Il Corriere della Sera, nella notte del terremoto, ha dato la notizia con notevole ritardo, indicando prima un terremoto in Molise (che non c’è mai stato) e poi segnalando come epicentro la città di Matriciana. La giornalista di RaiNews per una buona ora ha continuato a ripetere che il terremoto ha colpito duramente anche la città di Sperlonga (località marina sulla costa laziale), quando in realtà si trattava del borgo di Spelonga (in provincia di Ascoli Piceno).
Sbagliare è umano, ma fino ad un certo punto. Errori grossolani – certo – che hanno sollevato un vespaio di polemiche dopo qualche comprensibile allarmismo. Polemiche fuori luogo a poche ore dal dramma che comunque fanno un po’ riflettere sullo stato dell’informazione in Italia.

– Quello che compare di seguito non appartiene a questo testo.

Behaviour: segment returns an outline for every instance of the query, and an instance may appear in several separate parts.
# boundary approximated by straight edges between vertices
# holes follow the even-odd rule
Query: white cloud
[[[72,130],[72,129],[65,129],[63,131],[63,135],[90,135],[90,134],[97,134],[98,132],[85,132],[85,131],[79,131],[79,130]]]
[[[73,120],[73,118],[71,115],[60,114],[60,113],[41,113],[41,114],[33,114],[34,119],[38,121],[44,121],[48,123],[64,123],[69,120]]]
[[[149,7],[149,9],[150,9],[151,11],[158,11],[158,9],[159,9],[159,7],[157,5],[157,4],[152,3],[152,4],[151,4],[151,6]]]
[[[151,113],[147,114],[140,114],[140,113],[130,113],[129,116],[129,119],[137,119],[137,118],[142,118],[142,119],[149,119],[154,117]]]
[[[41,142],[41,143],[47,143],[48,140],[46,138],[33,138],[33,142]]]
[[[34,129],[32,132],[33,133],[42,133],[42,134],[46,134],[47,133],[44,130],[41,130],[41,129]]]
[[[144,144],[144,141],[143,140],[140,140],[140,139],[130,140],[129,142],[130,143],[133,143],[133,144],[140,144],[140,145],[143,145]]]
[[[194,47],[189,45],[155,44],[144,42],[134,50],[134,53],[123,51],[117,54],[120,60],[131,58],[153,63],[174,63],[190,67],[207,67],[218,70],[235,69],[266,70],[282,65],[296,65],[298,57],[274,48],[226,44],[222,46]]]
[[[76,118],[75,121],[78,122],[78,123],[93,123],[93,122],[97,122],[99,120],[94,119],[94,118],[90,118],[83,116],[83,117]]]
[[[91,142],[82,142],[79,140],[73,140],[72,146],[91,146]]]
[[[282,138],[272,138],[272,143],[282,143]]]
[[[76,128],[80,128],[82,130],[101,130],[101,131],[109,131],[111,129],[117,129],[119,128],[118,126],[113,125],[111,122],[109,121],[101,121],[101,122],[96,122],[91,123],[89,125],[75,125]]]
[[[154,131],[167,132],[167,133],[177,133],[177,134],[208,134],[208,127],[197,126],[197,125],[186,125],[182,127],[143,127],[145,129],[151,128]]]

Stare di notte in redazione da soli o al massimo con un altro collega e ritrovarsi a gestire un mare di informazioni che piovono da agenzie ed enti, mentre il telefono squilla all’impazzata non è semplice.
Non è per tutti.
LUCIANO FONTANA, direttore del Corriere della Sera
I racconti, le storie e le immagini che arrivano dai borghi colpiti dal terremoto ci fanno sperare. C’è un’Italia piena di paura e di dolore che reagisce con orgoglio, forza e compostezza, che non si risparmia tra le macerie, che aiuta gli altri e si sente orgogliosamente parte di una comunità con la sua storia e i suoi valori. È un patrimonio immenso, che emerge in ogni situazione difficile. Non possiamo tradirlo. Dobbiamo darci tutti, subito, una missione per il Paese: mettere in sicurezza il nostro territorio. Case, ospedali, scuole, aziende, monumenti storici e chiese in quella lunghissima terra sismica che va, lungo la linea dell’Appennino, dal Nord al Sud dell’Italia. È una missione per il governo, prima di tutto,ma riguarda anche imprenditori, sindacati, associazioni e ognuno di noi individualmente. Abbiamo pagato nella nostra storia un prezzo enorme, in termini di vite umane e di danni economici, alla fragilità del territorio e all’incapacità come sistema di contenere gli effetti delle catastrofi naturali.
Ieri Lorenzo Salvia ha raccontato che sette terremoti, dal Belice all’Emilia, sono costati 121 miliardi per la ricostruzione. E fuori da questi calcoli restano le attività che si sono interrotte, le certezze svanite di progettare con serenità il proprio lavoro, lo spopolamento di centri storici bellissimi.
Fino a quel velo impalpabile di dolore e di precarietà che avvolge per sempre le famiglie che sono sopravvissute alle tragedie. Un piano straordinario per rendere finalmente sicuri tutti gli edifici pubblici e utilizzare le tecniche più moderne per far resistere alle scosse le case antiche richiede lo stesso desiderio di riscatto, di fiducia nel futuro che abbiamo avuto nell’Italia del dopoguerra.
GIUSEPPE SAIEVA, procuratore capo di Rieti,
“No, quanto accaduto non può essere considerato solo frutto della fatalità. L’esperienza e la logica ci dicono che, ad Amatrice, le faglie hanno fatto tragicamente il loro lavoro. E questo si chiama destino. Ma se gli edifici fossero stati costruiti come in Giappone, non sarebbero crollati”.
“Per portare la mia solidarietà, all’ingresso del paese ho visto una villa schiacciata sotto un’enorme tettoia di cemento armato”. “Poco lontano c’era anche un palazzo di tre piani che aveva tutti i tramezzi crollati. Devo pensare che sia stato costruito al risparmio, utilizzando più sabbia che cemento. Cose che accerteremo a tempo debito. Se emergeranno responsabilità e omissioni, saranno perseguite. E chi ha sbagliato, pagherà”.